Climate scientists write…
Sir: Lord Lawson has written in his diary (30 November) under the online summary headline ‘my secret showdown with the Royal Society on global warming’, but the reality is rather different. As he is aware, the purpose of the meeting on 19 November was not to put on a public performance, but to provide Lord Lawson with expert advice on climate science. The science summarised by the climate scientists was generally agreed to by all present.
Lord Lawson charges that we ‘were very reluctant to engage on the crucial issue of climate change policy at all’ and that we had no interest in ‘the massive human and economic costs involved’ in implementing policies to mitigate the effects of climate change. As climate scientists, the human and economic costs of the changes happening to our climate are of grave concern. Climate science has a key role to play in informing policy.
That said, it is also crucial that the status of the science can be discussed independent of any political views. While climate science undoubtedly does have important policy implications, scientific conclusions about the scale and pace of climate change caused by human activity are independent of these considerations.

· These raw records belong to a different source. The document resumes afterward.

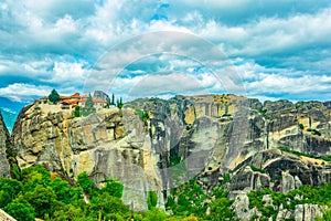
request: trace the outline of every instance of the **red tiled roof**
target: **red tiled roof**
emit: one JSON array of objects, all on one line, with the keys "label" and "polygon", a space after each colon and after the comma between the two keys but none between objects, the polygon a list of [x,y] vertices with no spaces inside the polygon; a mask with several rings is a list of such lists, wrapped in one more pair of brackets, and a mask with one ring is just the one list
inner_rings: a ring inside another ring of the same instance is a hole
[{"label": "red tiled roof", "polygon": [[71,98],[81,98],[81,94],[79,93],[75,93],[71,96]]}]

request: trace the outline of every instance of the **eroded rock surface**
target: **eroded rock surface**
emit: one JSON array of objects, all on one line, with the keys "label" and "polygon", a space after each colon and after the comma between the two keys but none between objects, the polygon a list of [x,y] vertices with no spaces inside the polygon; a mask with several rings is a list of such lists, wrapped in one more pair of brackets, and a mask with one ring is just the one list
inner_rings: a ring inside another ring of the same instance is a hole
[{"label": "eroded rock surface", "polygon": [[10,136],[0,113],[0,177],[10,177],[10,165],[6,152],[9,145]]},{"label": "eroded rock surface", "polygon": [[96,185],[118,177],[124,201],[146,210],[149,190],[162,207],[168,190],[192,178],[211,189],[231,173],[232,191],[330,182],[327,161],[278,149],[331,155],[330,112],[330,103],[261,104],[234,95],[141,98],[76,118],[33,104],[11,138],[21,168],[43,164],[68,179],[87,171]]}]

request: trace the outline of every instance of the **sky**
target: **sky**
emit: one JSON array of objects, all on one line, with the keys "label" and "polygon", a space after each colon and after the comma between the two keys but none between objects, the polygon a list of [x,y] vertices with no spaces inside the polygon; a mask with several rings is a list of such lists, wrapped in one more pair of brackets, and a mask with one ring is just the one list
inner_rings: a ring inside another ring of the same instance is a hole
[{"label": "sky", "polygon": [[2,0],[0,97],[328,101],[331,1]]}]

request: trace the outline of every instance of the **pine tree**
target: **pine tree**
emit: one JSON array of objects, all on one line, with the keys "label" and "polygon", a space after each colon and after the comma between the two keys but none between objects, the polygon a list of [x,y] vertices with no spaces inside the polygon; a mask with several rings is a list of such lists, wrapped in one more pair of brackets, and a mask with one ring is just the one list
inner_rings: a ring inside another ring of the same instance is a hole
[{"label": "pine tree", "polygon": [[90,109],[93,107],[94,107],[94,103],[93,103],[93,98],[92,98],[92,96],[89,94],[88,97],[87,97],[87,99],[86,99],[86,102],[85,102],[85,108]]},{"label": "pine tree", "polygon": [[111,103],[110,104],[115,105],[115,95],[114,94],[111,95]]}]

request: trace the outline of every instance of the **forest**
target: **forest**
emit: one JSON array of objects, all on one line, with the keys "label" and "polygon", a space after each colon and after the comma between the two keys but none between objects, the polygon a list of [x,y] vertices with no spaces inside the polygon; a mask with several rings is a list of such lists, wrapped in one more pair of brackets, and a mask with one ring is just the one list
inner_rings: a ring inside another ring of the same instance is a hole
[{"label": "forest", "polygon": [[[96,188],[86,172],[70,183],[49,172],[41,165],[17,172],[15,179],[0,178],[0,208],[18,221],[33,221],[35,218],[47,220],[92,221],[92,220],[237,220],[233,200],[224,189],[231,178],[213,190],[203,190],[196,180],[172,189],[168,197],[166,211],[157,208],[156,192],[148,192],[148,211],[135,212],[121,201],[124,186],[116,178]],[[269,194],[275,207],[265,207],[263,196]],[[297,197],[301,196],[301,197]],[[282,204],[293,210],[296,204],[316,203],[328,206],[331,201],[331,185],[320,187],[302,186],[286,194],[269,189],[248,193],[249,208],[261,211],[260,220],[276,219],[275,209]],[[257,217],[253,217],[255,220]],[[324,211],[324,219],[331,220],[331,212]],[[292,219],[293,220],[293,219]]]}]

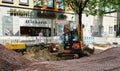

Indeed, public understanding of and trust in scientific assessments of the risks posed by climate change will be greater if discussions about the science are not politicised. The fact that we focused on science rather than policy on this occasion was precisely for these reasons.
Brian Hoskins
Director, Grantham Institute for Climate Change, Imperial College London
Gideon Henderson
Professor of Earth Sciences, University of Oxford
Tim Palmer
Royal Society Research Professor in Climate Physics, University of Oxford
John Shepherd
Research Fellow in Earth System Science, University of Southampton
Keith Shine
Regius Professor of Meteorology and Climate Science, University of Reading
Andrew Watson
Royal Society Research Professor, College of Life and Environmental Sciences, University of Exeter
Mind the unmentionables
Sir: Educational underachievement may be a ‘classist’ issue more than a ‘racist’ one (‘You can’t say that’, 30 November).